"To understand takes time and effort, something that not all people are willing to give. For others, their experiences limit their ability to understand the experiences of others. Other simply do not care. Hence, one must accept the proposition that a difference there will be by the presence of women and people of color on the bench. Personal experiences affect the facts that judges choose to see. My hope is that I will take the good from my experiences and extrapolate them further into areas with which I am unfamiliar. I simply do not know exactly what that difference will be in my judging. But I accept there will be some based on my gender and my Latina heritage."
Rush Limbaugh, Ann Coulter and Newt Gingrich are literally sick with fear that you might read the above paragraph. Why? Because it's the rest of what Sonia Sotomayor said. They've lied yet again, and their worst nightmare is that they'll get called on it. I'm more tempted by the minute to throw up my hands in despair that people fall for their garbage time after time.
What Sotomayor said was perfectly valid and needed saying, hearing, and taking seriously. The Supreme Court accepts all sorts of cases, including family law cases, hiring and firing cases, cases about police conduct during searches and arrests, just to name a very few examples. In each of them, understanding what exactly went on and what it meant is a difficult, complex task. The easy cases are filtered out by the lower courts: what reaches the Supreme Court is what no one else could resolve.
And have you ever noticed that both the Senate and the House of Representatives are diverse by design? They include people from all different parts of the country, because much of the legislation they consider looks very different to people who live in different places, and it's important to include all their perspectives in the vote. And have you noticed that the Joint Chiefs of Staff is made up of the heads of each of the different branches of military service? Whenever you must get the decision right, you've got to take input from people who bring every kind of background to the table. Refusing to do so, or even arguing against doing so, is sheerest imbecility. No one's proposing that we give Latina women all nine votes on the court. But Judge Sotomayor is saying it improves the Court's functioning to include one such vote, and she's dead right. Slam dunk. Not even close.

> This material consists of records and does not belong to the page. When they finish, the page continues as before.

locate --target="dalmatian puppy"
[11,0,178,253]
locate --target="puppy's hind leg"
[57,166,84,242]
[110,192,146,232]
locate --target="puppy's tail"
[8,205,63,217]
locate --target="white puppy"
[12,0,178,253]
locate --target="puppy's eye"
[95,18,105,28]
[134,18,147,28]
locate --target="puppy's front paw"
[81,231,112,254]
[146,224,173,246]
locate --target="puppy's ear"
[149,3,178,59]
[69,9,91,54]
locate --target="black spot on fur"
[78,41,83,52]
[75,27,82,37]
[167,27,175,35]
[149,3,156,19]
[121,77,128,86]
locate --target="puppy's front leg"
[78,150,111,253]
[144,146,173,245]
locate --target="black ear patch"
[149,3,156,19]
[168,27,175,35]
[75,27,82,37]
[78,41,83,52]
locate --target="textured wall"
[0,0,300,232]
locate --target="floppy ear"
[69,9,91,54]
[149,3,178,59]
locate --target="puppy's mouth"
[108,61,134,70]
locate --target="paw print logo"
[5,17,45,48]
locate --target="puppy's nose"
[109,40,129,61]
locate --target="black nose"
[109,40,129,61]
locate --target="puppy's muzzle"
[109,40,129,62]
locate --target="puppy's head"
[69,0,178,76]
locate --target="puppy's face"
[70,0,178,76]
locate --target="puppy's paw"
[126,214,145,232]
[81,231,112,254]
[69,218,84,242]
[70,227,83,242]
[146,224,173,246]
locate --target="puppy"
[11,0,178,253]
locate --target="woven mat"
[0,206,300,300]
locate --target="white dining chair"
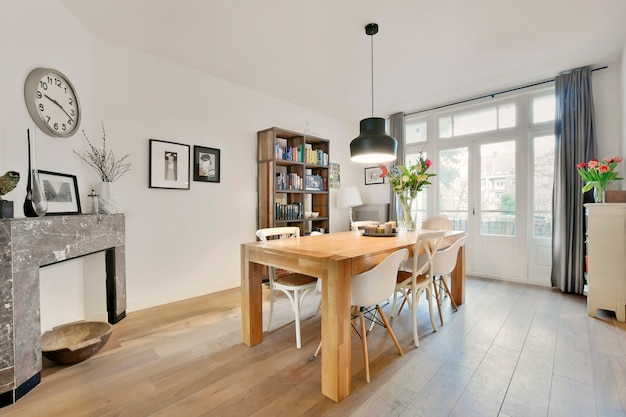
[391,231,445,347]
[314,249,409,384]
[433,235,467,320]
[256,227,317,349]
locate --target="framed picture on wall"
[193,146,220,182]
[37,170,80,216]
[149,139,190,190]
[365,167,385,185]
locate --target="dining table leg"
[240,244,263,346]
[322,259,352,402]
[450,245,465,306]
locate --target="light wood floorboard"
[0,277,626,417]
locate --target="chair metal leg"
[441,277,459,311]
[411,291,420,347]
[425,284,439,332]
[433,280,443,326]
[376,304,404,356]
[293,290,302,349]
[265,286,276,332]
[359,307,370,384]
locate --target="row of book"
[274,143,328,165]
[304,148,328,165]
[276,203,304,220]
[276,172,303,191]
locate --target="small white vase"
[100,181,120,214]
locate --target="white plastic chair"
[350,220,378,232]
[426,236,467,326]
[256,227,317,349]
[391,231,445,347]
[314,249,409,384]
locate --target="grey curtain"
[389,112,405,221]
[552,67,596,294]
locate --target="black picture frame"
[193,145,220,182]
[37,169,81,216]
[149,139,191,190]
[365,167,385,185]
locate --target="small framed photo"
[365,167,385,185]
[304,175,324,191]
[193,146,220,182]
[37,170,80,216]
[150,139,190,190]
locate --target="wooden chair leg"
[359,309,370,384]
[376,304,404,356]
[397,290,411,315]
[441,277,459,311]
[313,340,322,358]
[433,279,443,326]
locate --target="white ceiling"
[59,0,626,121]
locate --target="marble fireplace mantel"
[0,214,126,407]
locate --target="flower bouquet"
[380,153,436,230]
[576,156,623,203]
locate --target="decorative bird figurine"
[0,171,20,200]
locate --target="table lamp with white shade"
[337,187,363,226]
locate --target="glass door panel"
[480,141,516,236]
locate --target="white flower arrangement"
[73,123,132,182]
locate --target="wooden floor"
[0,278,626,417]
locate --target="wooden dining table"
[241,230,465,402]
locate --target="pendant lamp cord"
[370,31,374,117]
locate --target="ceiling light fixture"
[350,23,398,164]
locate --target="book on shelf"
[275,203,304,220]
[275,172,303,191]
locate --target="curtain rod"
[404,65,608,117]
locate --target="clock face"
[24,68,80,137]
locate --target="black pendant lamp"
[350,23,398,164]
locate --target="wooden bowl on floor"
[41,321,113,365]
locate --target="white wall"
[0,0,358,330]
[93,40,354,311]
[592,60,624,162]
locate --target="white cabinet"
[585,203,626,322]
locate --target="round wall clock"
[24,68,80,138]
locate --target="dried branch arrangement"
[73,123,131,182]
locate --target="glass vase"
[24,129,48,217]
[593,184,606,203]
[396,192,415,232]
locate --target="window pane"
[498,103,516,129]
[404,120,428,144]
[480,141,515,236]
[439,116,452,138]
[533,94,556,123]
[453,107,498,136]
[437,147,468,231]
[533,135,554,238]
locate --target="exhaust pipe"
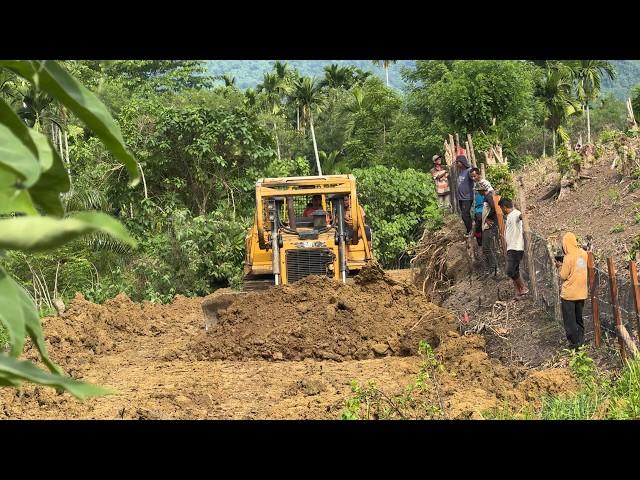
[270,200,281,285]
[336,198,347,283]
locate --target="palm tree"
[244,88,258,107]
[542,63,580,155]
[257,72,290,160]
[273,60,289,80]
[293,77,323,175]
[218,73,236,87]
[373,60,397,87]
[320,63,354,89]
[571,60,616,143]
[344,87,365,138]
[319,150,348,175]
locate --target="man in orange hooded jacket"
[556,232,589,349]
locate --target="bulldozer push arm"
[256,175,364,248]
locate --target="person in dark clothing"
[469,167,484,247]
[556,232,589,350]
[456,155,473,235]
[475,180,499,277]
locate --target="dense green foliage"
[485,347,640,420]
[0,60,636,310]
[0,60,140,398]
[206,60,640,100]
[353,165,442,266]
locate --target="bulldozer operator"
[344,196,371,249]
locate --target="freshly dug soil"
[0,267,577,419]
[185,267,457,361]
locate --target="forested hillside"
[207,60,640,99]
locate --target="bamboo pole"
[513,177,538,301]
[629,260,640,337]
[587,250,602,348]
[493,193,507,257]
[607,257,627,361]
[449,134,460,213]
[467,133,478,167]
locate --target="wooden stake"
[607,257,627,361]
[493,193,507,257]
[467,133,478,167]
[618,325,638,357]
[512,175,538,300]
[587,250,602,348]
[629,260,640,337]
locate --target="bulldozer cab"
[202,175,373,329]
[245,175,373,285]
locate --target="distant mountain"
[602,60,640,100]
[208,60,640,99]
[208,60,415,89]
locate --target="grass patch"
[483,347,640,420]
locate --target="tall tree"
[542,62,580,155]
[373,60,397,87]
[294,77,323,175]
[257,72,290,160]
[570,60,616,143]
[320,63,354,89]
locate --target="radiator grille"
[286,248,334,283]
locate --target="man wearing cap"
[431,154,451,208]
[475,180,498,277]
[456,150,473,236]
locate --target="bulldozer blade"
[202,278,275,330]
[242,278,276,292]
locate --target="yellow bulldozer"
[202,175,373,326]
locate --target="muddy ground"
[0,269,576,419]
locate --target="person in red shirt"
[302,195,322,217]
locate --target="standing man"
[498,198,529,300]
[475,180,500,278]
[556,232,589,350]
[431,154,451,208]
[456,155,473,236]
[469,167,484,247]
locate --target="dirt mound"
[516,137,640,276]
[26,293,201,367]
[411,219,472,303]
[182,267,457,361]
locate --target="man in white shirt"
[498,198,529,299]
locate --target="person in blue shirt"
[456,155,474,235]
[469,167,484,247]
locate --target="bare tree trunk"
[309,111,322,175]
[587,102,591,143]
[273,121,280,160]
[138,164,149,200]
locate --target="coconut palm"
[257,72,290,160]
[373,60,397,87]
[218,73,236,87]
[319,150,349,175]
[292,77,323,175]
[542,63,581,155]
[570,60,616,143]
[320,63,355,89]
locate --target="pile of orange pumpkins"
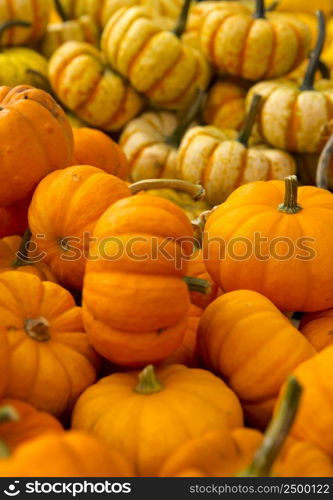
[0,0,333,477]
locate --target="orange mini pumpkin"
[0,399,63,452]
[72,365,243,477]
[198,290,315,428]
[0,196,31,238]
[0,85,73,207]
[187,249,218,309]
[83,194,193,366]
[0,431,133,477]
[163,300,202,368]
[0,233,57,283]
[72,127,129,179]
[159,428,263,477]
[0,271,98,416]
[29,165,130,289]
[204,176,333,312]
[291,346,333,457]
[300,309,333,351]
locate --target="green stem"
[318,60,331,80]
[0,405,20,459]
[12,228,31,269]
[54,0,68,22]
[237,94,262,148]
[278,175,302,214]
[253,0,265,19]
[301,10,326,90]
[129,179,205,201]
[183,276,212,295]
[316,135,333,189]
[237,377,302,477]
[134,365,163,394]
[173,0,192,38]
[0,19,31,52]
[164,89,206,149]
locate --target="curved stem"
[164,89,206,149]
[134,365,163,395]
[0,19,31,51]
[12,228,31,269]
[54,0,68,22]
[278,175,302,214]
[237,94,262,148]
[237,377,303,477]
[253,0,265,19]
[316,135,333,189]
[129,179,205,201]
[183,276,212,295]
[300,10,326,90]
[265,0,280,12]
[24,316,51,342]
[173,0,192,38]
[318,60,331,80]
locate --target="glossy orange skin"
[188,249,219,309]
[274,438,333,477]
[0,196,31,238]
[204,181,333,312]
[29,165,130,289]
[198,290,315,428]
[163,304,202,368]
[83,194,192,366]
[0,85,73,207]
[159,428,263,477]
[291,346,333,457]
[0,399,64,452]
[72,127,129,179]
[300,309,333,351]
[0,236,57,283]
[0,431,133,477]
[72,365,242,477]
[0,271,98,416]
[200,9,311,81]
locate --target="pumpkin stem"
[253,0,265,19]
[129,179,205,201]
[54,0,68,22]
[237,94,262,148]
[237,377,303,477]
[316,135,333,189]
[301,10,326,90]
[164,89,206,149]
[12,228,31,269]
[173,0,192,38]
[134,365,163,394]
[0,19,31,50]
[183,276,212,295]
[278,175,302,214]
[0,405,20,459]
[318,59,331,80]
[24,316,51,342]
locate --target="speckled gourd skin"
[101,7,210,110]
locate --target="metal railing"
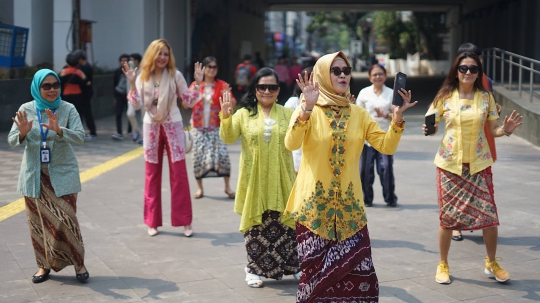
[482,47,540,103]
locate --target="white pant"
[126,102,146,133]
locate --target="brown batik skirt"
[437,164,499,230]
[24,165,84,271]
[244,210,300,280]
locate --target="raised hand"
[219,92,234,119]
[122,62,137,84]
[11,111,34,138]
[374,107,388,117]
[503,110,523,134]
[394,88,418,118]
[41,108,62,135]
[296,72,319,110]
[193,62,205,84]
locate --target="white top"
[356,85,394,131]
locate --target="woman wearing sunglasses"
[219,67,300,287]
[190,57,236,199]
[356,64,397,207]
[285,52,416,302]
[423,52,523,284]
[8,69,89,283]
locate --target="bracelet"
[499,126,512,137]
[300,103,313,114]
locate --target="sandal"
[75,266,90,282]
[244,267,262,288]
[225,190,236,199]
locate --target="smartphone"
[425,113,435,136]
[392,72,407,106]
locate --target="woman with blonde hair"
[123,39,203,237]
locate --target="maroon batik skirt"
[296,223,379,303]
[437,164,499,230]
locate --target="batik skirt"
[437,164,499,230]
[191,128,231,179]
[296,223,379,303]
[244,211,300,280]
[24,165,84,271]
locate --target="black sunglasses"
[41,82,60,90]
[458,65,480,75]
[255,84,279,93]
[330,66,352,76]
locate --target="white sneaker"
[148,227,158,237]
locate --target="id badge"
[40,147,51,163]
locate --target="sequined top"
[8,101,84,198]
[219,104,296,232]
[284,105,403,241]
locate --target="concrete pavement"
[0,91,540,303]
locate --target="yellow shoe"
[435,261,451,284]
[484,257,510,283]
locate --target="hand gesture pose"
[347,94,356,104]
[122,62,138,85]
[502,110,523,134]
[393,88,418,123]
[193,62,206,84]
[219,92,234,119]
[41,108,62,136]
[296,72,319,110]
[11,111,34,142]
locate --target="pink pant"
[144,126,192,228]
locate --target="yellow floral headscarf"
[313,52,351,107]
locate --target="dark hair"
[72,49,86,61]
[202,56,217,80]
[430,53,485,107]
[238,67,279,116]
[292,66,313,97]
[66,52,79,66]
[128,53,142,63]
[368,63,386,76]
[457,42,482,57]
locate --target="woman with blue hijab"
[8,69,89,283]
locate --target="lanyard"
[36,107,56,147]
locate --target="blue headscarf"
[30,68,62,110]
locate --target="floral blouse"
[127,71,201,163]
[285,105,403,241]
[426,90,499,175]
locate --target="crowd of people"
[8,39,522,302]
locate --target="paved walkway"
[0,97,540,303]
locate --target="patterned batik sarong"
[244,211,300,280]
[296,223,379,303]
[24,165,84,271]
[437,164,499,230]
[191,128,231,179]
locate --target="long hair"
[202,56,219,81]
[238,67,279,116]
[430,53,485,107]
[139,39,176,82]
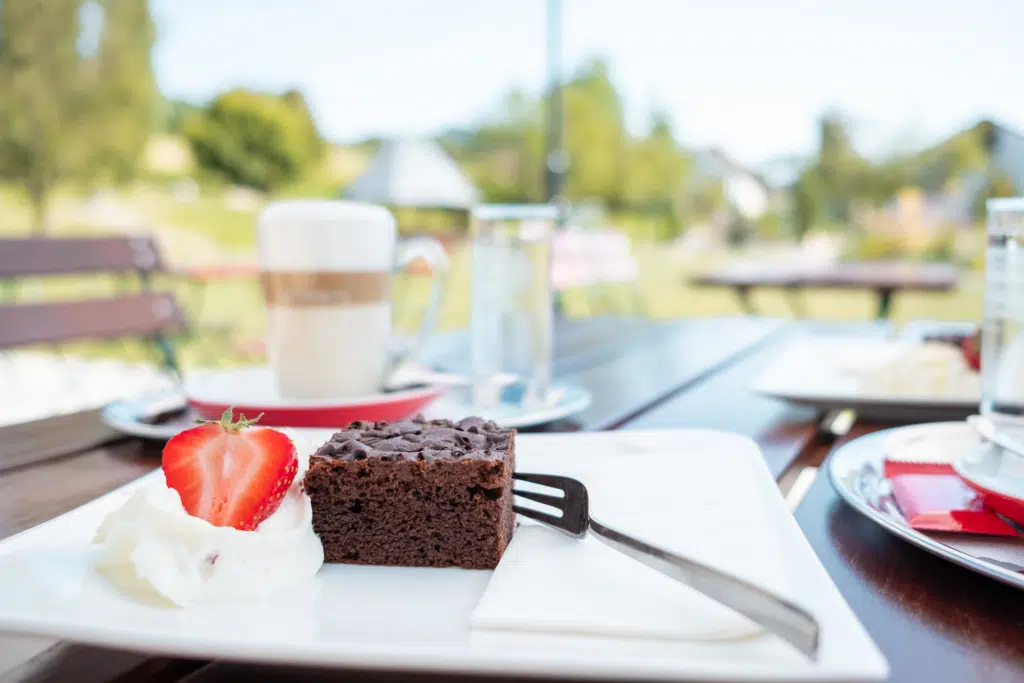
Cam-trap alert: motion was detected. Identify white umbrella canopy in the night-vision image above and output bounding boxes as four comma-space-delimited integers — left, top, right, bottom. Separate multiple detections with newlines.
344, 139, 479, 209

In my Organizational Communication class, we have a unit about diversity, and a lot of my students are surprised to find that among corporate CEOs, there's roughly zero-point-zero disagreement that diversity is good for business. In any organization, it's a powerful advantage, a generator of profits, to have people of different sexes, different races, different demographics of every description at the table, and the reason can be summed up as, they know things. They have different traditions upon which they draw, different experiences to bring to the discussion, identify with the public outside the organization a little differently, and in ways that add data to the decisionmaking pool. In the business journals, this is as obvious as gravity: diversity is good. Why a few wingnut loudmouths can't figure it out is a mystery to me, since you'd think as much as they worship at the feet of business leaders, they might pay some attention.
And yes, I know, there are some folks reading this who think that the law is simply the law, and interpreting it is no more complicated or ambiguous than double-checking the math after someone balances their checkbook. I'll refrain from calling that viewpoint stupid, in the face of very strong temptation. Instead, I'll just say that if that's your stance, then you don't know anything at all about the law. Nothing. You are miles and miles, light years upon light years, from understanding anything at all about legal decisionmaking. And anytime you're out of your depth, the humble and gracious and virtuous thing to do is to listen more than you talk. If you can't bring yourself to do that, and you simply must bray someone else's talking points over and over again, then be good enough to forgive us when we ignore you. Shh. Grownups are talking.